Vive L'Amour
Muriel
The two clips above illustrate the use of extremely long takes (Tsai Ming-Liang's Vive L'Amour) vs. extremely rapid associational montage (Alain Resnais's Muriel). These two great directors use vastly different styles to great effect in analyzing the thought processes of these women. Resnais has always used a combination of montage to travel freely in time and space, and extremely fluid, beautiful tracking shots to immerse the viewer in a particular location. Tsai's style has maintained a largely static, carefully composed, contemplative style, although this early film has a more mobile camera as it follows this lonely woman through the park, before settling in for a powerful, seemingly endless still shot of her crying.
Au Hasard, Balthazar
The Long Day Closes
Above are two of the cinema's great uses of music to underscore dramatic action.
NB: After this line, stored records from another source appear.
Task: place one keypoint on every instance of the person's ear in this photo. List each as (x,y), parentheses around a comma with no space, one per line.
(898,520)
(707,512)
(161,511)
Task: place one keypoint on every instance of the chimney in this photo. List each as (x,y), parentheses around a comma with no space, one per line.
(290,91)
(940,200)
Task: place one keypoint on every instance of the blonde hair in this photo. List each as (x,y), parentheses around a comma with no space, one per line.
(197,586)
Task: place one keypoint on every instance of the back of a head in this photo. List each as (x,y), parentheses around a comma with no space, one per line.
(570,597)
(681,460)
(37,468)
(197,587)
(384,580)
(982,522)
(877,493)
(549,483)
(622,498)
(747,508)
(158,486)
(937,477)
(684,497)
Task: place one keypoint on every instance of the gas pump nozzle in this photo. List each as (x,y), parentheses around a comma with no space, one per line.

Bresson's Au Hasard, Balthazar employs a Schubert sonata mixed with natural sounds (bells, the donkey's braying) to create one of the most shattering, transcendent endings in all of cinema. Terence Davies uses a pop song, Debbie Reynolds singing "Tammy," over a series of overhead tracking shots that ritualistically portray and link together the confines of a young boy's life: the bars on which he plays at home, the rows of desks at school, rows of pews in church, cinema, and back home. Davies creates hypnotic visual and aural rhythms unique in cinema.